Von Regierungsbaumeister Hans A.
Martens.
(Fortsetzung von S. 318 d. Bd.)
Wirkungsweise und Antrieb der
Eisenbahn-Geschwindigkeitsmesser.
C. Elektrische
Fahrgeschwindigkeitsmesser.
1. Bauart Th. Horn, 1884 (Fig. 16 und 17).
Horn hat einen elektrisch wirkenden
Geschwindigkeitsmesser gebaut, der zwar nicht für die Geschwindigkeitsmessung von
Lokomotiven verwendet worden ist, aber doch als Vorläufer der modernen elektrischen
Geschwindigkeitsmesser für Eisenbahnen angesehen werden kann. Es werden zwischen
einem Hufeisenmagnet Induktionsströme durch Drehung einer Metallkapsel erzeugt, die
einen in der Kapsel liegenden ⌶-Anker aus weichem Eisen
ablenken.

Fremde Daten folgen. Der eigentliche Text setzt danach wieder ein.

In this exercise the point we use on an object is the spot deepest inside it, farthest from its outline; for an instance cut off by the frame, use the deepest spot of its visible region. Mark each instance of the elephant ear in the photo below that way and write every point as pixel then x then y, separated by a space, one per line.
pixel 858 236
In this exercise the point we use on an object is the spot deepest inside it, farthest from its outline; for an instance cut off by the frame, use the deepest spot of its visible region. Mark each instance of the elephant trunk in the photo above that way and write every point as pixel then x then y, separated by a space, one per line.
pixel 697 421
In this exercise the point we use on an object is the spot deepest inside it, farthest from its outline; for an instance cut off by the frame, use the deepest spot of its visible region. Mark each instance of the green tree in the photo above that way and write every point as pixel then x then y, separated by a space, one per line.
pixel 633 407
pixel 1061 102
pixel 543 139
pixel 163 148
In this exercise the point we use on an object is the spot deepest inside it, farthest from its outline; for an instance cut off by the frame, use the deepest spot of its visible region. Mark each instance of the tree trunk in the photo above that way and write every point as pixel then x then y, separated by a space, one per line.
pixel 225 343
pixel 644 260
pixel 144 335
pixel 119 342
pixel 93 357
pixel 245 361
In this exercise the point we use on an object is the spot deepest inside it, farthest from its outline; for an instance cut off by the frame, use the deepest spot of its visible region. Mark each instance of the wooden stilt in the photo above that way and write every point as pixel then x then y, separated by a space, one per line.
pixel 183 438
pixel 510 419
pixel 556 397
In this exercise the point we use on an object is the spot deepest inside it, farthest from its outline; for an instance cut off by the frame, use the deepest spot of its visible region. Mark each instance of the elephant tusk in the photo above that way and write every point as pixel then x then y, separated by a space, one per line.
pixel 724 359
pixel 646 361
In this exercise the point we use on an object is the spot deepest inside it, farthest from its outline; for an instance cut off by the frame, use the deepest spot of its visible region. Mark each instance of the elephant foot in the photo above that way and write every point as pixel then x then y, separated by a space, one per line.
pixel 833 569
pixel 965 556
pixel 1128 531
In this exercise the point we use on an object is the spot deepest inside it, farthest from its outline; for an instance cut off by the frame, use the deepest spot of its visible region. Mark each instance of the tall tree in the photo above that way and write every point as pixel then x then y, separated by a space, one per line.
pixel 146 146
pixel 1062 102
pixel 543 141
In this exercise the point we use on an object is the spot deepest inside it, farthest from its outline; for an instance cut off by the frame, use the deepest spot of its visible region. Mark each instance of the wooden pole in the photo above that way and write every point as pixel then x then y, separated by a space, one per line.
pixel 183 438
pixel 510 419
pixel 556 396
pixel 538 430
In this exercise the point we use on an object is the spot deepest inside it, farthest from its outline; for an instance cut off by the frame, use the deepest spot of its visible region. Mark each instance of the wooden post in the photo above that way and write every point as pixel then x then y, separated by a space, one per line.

Die konstruktive Ausführung zeigt in einem gemeinsamen gußeisernen Gehäuse
den Stahlmagneten M gelagert, zwischen dessen Polen die
Kupferkapsel h durch Riementrieb in Umdrehung versetzt
wird. Auf einem in die Kapsel hineinragenden Stift ist drehbar der aus schmiedbarem
Guß hergestellte ⌶-Anker a,
der unter dem Einfluß des Stahlmagneten selbst zu einem Magneten wird, der sich in
die Verbindungslinie der Stahlmagnetpole N, S
einzustellen sucht. Bei Drehung der Kupferkapsel in dem. magnetischen Kraftfelde
werden in ihr Ströme induziert, die den Anker in der Drehrichtung der Kapsel
mitzunehmen suchen. Der Anker unterliegt also zwei Kräften, von denen eine konstant
ist, die andere zu der Winkelgeschwindigkeit der Kapsel im geraden Verhältnis steht.
Da der Magnetismus des Stahlmagneten im Laufe der Zeit Veränderungen unterworfen
ist, so sind zuverlässige Angaben auf die Dauer von dem Apparat nicht zu erwarten.
Die bis zu einer Ablenkung von 20° benutzbare Ankerablenkung wird auf einen Zeiger
übertragen, der auf einer Skala spielt.
Textabbildung Bd. 323, S. 324
Horn gibt noch eine andere Ausführung an. Anstatt den
Anker durch den Stahlmagneten zu magnetisieren, kann der Anker selbst ein
permanenter Stahlmagnet sein, wobei der Feldmagnet M dann entbehrlich ist. Da nun aber bei Drehung der Kapsel der Anker nur
diesen Induktionsströmen unterliegt, so würde er ebenfalls in Umdrehung versetzt
werden. Es muß daher eine der Drehung entgegenwirkende Feder angeordnet werden. Die
Ablenkung hängt ebenfalls von dem Magnetismus des Ankers ab, der auf die Dauer nicht
konstant ist.
Die nun folgende Darstellung einiger neuerer elektrisch wirkender
Fahrgeschwindigkeitsmesser zeigt die Uebereinstimmung des Prinzips, das nur
konstruktiv verschieden ausgebaut worden ist. Sie zeigt auch die raschen
Fortschritte in der Verbesserung dieses neuen Meßapparates.
2. Bauart Wittfeld, 1902.
Der Aufnehmer ist ein als Induktionsmaschine gebauter Wechselstromerzeuger. Der
Läufer besteht aus geblättertem Eisen und hat keine Wicklung. Der Ständer ist ein
Feldmagnet mit zwölf Polansätzen, von denen sechs die Gleichstromwicklungen tragen
und sechs mit der Wechselstromwicklung versehen sind. Sämtliche Gleichstrom- und
Wechselstromspulen sind je in Reihe geschaltet; die Verbindung der Gleichstromspulen
ist derart, daß Folgepole entstehen. Die Feldmagnete werden durch Batteriestrom
erregt. Die Wechselstromwicklungen sind mit dem auf dem Führerstand angebrachten,
aperiodischen Spannungszeiger nach Ferraris verbunden,
dessen Skala empirisch in km/Std. eingeteilt ist.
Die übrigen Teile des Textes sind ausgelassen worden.